It is important to further emphasize that, as the academic research agenda is skewed in the direction of business needs and interests, a lot of research that is needed by other groups, particularly disadvantaged groups (such as women's, anti-poverty, and Aboriginal groups) which cannot afford to sponsor academic research, is not being done in the short term. Even more seriously, the ability to do this kind of research may atrophy or disappear in the long term.
At the same time that our universities are becoming less useful to greater numbers of Canadians, corporate links are also rendering our universities less trustworthy and reliable. As academics and universities become more involved in business ventures of others or of their own, they become less able to protect the public from harm, as the case of Nancy Olivieri illustrates. They also become less willing to protect the public from harm, as the case of David Healy and the growing number of scandals involving university business ventures—both legal and fraudulent—suggest.
Ultimately, the corporatization of the university threatens to leave our society without a disinterested source of expertise to which we can turn for assessments or advice on important social, economic, and political questions, such as the impacts of genetically engineered foods or the safety of various drugs and treatments. This poses a number of threats to the quality of life Canadians may enjoy in the present, as well as the future.

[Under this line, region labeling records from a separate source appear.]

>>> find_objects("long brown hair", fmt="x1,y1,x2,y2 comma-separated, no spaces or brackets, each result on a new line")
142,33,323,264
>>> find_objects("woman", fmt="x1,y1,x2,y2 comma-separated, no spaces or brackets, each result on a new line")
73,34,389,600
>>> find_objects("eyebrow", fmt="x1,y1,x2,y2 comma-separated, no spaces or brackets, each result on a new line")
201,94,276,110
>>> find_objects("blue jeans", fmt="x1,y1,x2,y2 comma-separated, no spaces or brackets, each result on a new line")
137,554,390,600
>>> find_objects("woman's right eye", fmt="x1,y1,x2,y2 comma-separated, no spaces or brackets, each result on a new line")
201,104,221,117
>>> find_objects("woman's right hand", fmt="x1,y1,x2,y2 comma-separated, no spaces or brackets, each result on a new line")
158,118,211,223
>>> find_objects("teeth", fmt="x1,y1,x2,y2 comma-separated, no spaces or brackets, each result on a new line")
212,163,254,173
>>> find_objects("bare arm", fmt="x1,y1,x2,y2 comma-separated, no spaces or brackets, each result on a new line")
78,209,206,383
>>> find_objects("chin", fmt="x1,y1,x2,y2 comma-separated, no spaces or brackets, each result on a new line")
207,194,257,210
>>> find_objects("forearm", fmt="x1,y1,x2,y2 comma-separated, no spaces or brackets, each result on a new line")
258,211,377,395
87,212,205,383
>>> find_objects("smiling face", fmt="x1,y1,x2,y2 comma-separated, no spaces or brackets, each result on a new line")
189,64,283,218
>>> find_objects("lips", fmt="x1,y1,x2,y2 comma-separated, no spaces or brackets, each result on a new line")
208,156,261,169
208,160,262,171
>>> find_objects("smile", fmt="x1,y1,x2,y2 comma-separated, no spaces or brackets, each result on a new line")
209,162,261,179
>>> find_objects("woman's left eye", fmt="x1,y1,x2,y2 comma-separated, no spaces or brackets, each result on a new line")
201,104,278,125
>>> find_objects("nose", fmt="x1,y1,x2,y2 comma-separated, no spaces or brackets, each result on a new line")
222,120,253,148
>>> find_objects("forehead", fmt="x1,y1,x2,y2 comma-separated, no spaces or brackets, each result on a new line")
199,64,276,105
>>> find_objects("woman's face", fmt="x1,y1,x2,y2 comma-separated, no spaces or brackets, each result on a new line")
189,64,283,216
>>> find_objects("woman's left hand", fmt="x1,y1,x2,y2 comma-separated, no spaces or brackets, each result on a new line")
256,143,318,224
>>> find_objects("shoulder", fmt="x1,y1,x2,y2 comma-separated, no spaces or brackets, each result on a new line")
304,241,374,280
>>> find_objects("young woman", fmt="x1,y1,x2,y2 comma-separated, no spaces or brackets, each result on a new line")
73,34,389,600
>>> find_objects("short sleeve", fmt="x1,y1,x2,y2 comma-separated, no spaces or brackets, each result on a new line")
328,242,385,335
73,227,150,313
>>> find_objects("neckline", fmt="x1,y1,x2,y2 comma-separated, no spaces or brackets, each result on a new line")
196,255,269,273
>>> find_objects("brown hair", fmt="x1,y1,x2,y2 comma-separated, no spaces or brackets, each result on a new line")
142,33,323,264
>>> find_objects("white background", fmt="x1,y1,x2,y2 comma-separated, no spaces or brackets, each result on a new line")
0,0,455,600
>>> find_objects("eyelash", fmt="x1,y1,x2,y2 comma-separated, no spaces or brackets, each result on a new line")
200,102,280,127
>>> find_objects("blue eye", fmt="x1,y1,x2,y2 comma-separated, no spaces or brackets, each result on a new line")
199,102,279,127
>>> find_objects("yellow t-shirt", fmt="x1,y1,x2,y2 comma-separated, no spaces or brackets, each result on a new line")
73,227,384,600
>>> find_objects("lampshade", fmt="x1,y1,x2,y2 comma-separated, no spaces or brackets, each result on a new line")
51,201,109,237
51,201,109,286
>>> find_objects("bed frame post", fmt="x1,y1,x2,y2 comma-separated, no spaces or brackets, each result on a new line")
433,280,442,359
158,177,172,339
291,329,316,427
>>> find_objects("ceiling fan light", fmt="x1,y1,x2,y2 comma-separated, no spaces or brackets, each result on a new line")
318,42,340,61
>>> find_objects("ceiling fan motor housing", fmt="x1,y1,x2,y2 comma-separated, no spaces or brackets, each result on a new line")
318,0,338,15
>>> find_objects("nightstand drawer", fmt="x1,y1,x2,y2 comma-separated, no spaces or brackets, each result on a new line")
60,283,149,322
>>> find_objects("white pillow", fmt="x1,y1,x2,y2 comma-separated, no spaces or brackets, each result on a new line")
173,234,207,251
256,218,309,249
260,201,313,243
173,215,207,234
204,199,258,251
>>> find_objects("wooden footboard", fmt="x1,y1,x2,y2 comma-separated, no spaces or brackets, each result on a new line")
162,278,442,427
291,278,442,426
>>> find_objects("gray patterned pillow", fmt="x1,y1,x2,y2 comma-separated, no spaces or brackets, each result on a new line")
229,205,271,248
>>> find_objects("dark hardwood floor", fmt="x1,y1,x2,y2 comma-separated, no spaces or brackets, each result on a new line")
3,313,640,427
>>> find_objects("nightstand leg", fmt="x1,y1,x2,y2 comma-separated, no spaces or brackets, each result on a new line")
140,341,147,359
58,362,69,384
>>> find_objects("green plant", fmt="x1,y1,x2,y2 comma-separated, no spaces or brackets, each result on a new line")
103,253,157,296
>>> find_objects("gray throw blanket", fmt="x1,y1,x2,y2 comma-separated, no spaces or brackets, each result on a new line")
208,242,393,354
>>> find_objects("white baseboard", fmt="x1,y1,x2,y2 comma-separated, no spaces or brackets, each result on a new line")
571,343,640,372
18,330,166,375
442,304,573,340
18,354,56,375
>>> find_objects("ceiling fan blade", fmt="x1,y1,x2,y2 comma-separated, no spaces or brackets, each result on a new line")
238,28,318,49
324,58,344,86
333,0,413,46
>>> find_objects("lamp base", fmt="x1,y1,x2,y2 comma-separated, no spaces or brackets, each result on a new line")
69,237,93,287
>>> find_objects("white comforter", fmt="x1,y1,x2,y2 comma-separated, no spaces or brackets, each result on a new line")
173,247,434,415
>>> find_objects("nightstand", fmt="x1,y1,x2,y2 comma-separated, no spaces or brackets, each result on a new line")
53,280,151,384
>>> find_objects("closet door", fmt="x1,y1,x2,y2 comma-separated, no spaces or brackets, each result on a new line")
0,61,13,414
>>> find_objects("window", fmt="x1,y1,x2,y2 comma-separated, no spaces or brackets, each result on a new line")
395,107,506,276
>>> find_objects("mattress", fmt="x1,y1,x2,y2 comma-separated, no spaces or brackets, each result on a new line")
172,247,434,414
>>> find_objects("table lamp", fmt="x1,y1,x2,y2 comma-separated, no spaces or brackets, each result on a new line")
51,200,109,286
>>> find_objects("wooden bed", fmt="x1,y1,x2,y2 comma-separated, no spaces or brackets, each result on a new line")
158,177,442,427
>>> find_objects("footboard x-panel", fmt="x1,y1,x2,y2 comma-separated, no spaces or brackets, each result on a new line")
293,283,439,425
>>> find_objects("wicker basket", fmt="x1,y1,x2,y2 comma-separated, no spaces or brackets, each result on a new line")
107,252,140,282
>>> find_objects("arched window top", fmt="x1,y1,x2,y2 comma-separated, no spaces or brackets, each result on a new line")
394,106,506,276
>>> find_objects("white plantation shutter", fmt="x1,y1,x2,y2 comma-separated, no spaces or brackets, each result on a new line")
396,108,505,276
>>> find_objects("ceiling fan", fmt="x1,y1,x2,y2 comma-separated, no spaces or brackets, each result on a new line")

In terms of the federal government, it is unclear whether its policy direction either saves it money or maximizes the value of the money it invests in PSE. As the innovation agenda has proceeded apace, the federal government has put more, not less, money into university research support. Further, as this support has been largely targeted to industrially-oriented academic research, it has served to advance the corporatization of the university and all the attendant consequences that are described above. This suggests that the government's investment in our universities may not necessarily yield high economic returns and will almost certainly yield diminished social returns. Thus, in the long term if not in the short, the government's approach may actually produce less value for more money invested in our universities. Far from serving the government's interests, this outcome will undermine its finances and its credibility, not to mention the already fragile public trust.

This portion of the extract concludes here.